A falência do SVB foi atribuída a uma má gestão de ativos, pois o banco havia comprado títulos do Tesouro de longo prazo antes do início do aumento das taxas de juros. Com os saques de clientes, teve de desfazer desse papeis a um valor de face menor para reforçar o caixa.

Segundo ele, o Fed foi obrigado a tomar as medidas anunciadas, pois tinha de garantir que todas as empresas e depositários com conta no SVB poderiam sacar o dinheiro em conta para evitar um contágio maior.

“Parte do mercado está hoje receoso, assusta o fato de o Fed ter se reunido em um domingo para tomar uma ação tão grandiosa para um banco pequeno, liberando depósito e linha de crédito”, diz. Os ativos do SVB representavam menos de 1% do total do sistema financeiro americano.

Megale observa que, nessas horas, pesa também essa questão psicológica. “Crédito tem a ver com credibilidade, começa a voltar a lembrança da crise de 2007: se o Fed usa sua cavalaria máxima para esse banco (SVB), imagina quando ocorrer um problema maior?”, questiona.

Essa crise de credibilidade, de acordo com o economista-chefe da XP, ajuda a explicar a tensão nos bancos médios e regionais dos EUA e mercados europeus – que também tiveram um dia de resultados negativos.

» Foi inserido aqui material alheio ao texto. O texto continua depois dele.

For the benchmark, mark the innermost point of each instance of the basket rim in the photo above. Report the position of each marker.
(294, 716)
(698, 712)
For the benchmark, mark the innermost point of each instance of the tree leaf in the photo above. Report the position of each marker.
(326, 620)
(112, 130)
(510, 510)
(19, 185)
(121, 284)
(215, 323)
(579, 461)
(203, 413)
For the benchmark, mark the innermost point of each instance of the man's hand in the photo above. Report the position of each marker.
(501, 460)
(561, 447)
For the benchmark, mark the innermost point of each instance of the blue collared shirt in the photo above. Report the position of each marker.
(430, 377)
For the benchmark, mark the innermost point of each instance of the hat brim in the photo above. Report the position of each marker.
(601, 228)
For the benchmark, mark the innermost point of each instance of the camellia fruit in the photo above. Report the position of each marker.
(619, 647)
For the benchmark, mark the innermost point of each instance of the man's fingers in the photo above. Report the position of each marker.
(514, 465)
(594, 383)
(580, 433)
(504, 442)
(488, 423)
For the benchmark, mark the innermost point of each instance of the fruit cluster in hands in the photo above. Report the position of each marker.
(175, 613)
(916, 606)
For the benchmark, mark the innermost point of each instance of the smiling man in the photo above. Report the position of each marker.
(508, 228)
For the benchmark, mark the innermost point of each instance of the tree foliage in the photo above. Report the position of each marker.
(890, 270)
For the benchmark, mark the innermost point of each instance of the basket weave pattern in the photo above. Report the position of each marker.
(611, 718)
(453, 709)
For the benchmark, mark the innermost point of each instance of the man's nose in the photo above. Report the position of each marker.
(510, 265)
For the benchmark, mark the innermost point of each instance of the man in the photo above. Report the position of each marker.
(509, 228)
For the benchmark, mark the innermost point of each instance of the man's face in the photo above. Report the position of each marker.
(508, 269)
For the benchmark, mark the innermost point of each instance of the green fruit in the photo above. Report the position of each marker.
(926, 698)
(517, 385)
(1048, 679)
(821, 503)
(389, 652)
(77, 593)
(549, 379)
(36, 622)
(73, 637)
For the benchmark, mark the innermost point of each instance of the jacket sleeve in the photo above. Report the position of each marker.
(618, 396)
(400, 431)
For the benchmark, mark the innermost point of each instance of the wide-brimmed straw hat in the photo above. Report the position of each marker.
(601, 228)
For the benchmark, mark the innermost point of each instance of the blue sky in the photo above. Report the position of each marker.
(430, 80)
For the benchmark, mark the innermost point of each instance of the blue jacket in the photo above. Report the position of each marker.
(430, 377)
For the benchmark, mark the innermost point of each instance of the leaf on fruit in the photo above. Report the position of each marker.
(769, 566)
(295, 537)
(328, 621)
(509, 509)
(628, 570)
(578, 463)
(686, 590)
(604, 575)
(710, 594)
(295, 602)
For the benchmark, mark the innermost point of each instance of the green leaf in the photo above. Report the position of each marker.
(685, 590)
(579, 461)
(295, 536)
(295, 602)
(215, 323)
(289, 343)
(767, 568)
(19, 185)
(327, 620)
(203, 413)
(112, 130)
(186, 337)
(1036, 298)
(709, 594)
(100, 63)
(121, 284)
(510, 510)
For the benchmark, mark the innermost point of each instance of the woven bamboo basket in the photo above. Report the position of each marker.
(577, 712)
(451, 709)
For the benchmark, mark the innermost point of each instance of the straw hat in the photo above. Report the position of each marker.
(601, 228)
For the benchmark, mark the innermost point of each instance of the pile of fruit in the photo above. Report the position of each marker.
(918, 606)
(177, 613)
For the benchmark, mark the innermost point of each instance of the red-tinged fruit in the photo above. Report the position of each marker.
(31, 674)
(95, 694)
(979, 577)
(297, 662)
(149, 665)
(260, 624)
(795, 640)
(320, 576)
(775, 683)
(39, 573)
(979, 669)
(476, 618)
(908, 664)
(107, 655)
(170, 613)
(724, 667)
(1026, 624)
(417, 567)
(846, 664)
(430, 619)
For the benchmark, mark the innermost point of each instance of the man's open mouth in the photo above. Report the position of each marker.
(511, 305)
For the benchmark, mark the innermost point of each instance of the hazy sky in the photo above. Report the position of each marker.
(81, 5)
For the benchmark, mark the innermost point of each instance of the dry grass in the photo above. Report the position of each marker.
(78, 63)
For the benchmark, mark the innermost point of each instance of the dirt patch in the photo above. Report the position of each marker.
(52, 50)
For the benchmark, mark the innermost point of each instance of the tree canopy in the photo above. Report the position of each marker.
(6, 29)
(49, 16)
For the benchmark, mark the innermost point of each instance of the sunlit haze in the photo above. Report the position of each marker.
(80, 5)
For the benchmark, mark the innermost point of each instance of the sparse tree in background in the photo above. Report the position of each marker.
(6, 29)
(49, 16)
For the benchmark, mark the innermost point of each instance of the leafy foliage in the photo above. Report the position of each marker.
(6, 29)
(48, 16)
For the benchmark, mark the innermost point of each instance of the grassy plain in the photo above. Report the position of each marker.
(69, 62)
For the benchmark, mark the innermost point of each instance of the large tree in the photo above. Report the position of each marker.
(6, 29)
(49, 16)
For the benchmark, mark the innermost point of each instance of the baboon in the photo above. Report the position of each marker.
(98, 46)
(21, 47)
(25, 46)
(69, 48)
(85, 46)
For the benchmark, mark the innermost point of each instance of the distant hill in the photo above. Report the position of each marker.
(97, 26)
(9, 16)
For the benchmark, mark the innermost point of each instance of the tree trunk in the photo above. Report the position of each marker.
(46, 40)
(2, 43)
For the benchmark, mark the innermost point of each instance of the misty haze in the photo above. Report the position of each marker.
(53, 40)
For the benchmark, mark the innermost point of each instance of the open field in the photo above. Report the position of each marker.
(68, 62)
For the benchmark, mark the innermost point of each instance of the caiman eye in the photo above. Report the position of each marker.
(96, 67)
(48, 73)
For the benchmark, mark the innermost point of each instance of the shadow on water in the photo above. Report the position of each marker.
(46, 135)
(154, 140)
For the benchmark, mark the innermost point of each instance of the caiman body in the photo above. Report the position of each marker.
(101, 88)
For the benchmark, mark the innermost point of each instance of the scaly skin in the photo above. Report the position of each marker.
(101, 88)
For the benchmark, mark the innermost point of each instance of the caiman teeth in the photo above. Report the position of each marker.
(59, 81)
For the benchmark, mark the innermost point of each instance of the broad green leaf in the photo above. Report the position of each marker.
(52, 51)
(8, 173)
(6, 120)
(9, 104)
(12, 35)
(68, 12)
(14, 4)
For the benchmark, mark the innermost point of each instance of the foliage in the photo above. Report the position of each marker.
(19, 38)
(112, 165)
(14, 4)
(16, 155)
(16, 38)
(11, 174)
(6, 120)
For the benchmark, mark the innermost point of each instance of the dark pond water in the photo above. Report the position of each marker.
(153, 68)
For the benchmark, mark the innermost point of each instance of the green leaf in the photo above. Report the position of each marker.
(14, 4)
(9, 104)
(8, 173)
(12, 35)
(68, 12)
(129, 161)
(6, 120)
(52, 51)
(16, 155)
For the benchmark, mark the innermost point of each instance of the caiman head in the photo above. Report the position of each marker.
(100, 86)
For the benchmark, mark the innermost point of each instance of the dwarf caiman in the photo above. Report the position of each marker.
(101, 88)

“A suspeita é de que os bancos europeus podem ter o mesmo problema com os títulos do Tesouro dos bancos americanos afetados”, afirma. “Conceitualmente, uma carteira de títulos de Tesouro, seja americano, alemão ou francês, sempre foi segura, principalmente os de longo prazo, mas vender antes perde valor.”

Efeito nos juros

Megale explica que uma consequência direta da crise do SVB é a desconfiança do investidor em buscar bancos médios ou pequenos nos EUA.

A grande maioria das startups brasileiras era cliente do SVB, considerado o banco das startups. Na América Latina, a instituição tinha aproximadamente mil clientes. Com as medidas do Fed, não terão prejuízo.

“Mas tendem a buscar, a partir de agora, bancos maiores, j.p. morgan ou Citi, por exemplo, para gerir seu dinheiro, pois esses bancos têm uma carteira de papeis mais diversificada”, diz Megale.

Quanto a outra polêmica surgida nos últimos dias – a possibilidade de o Fed desistir de aumentar a taxa de juros por causa da crise dos bancos -, Megale observa que faria sentido reduzir os juros, hoje entre 4,50% e 4,75% ao ano, se a inflação estivesse em queda.

“A inflação ainda está alta, a rigor os juros deveriam subir, cortar os juros por causa da crise seria jogar gasolina na fogueira da inflação, justificar a medida por causa das más notícias pode emitir um sinal ainda pior sobre o que vem pela frente”, diz.

O economista da XP também não acredita que uma eventual redução dos juros nos EUA ajude o BC brasileiro a tomar a mesma medida. “Por sorte, a próxima reunião do Fed e do BC brasileiro sobre a taxa de juros está marcada para a semana que vem”, afirma. “Seria ruim tomar uma decisão enquanto o cenário não está claro.”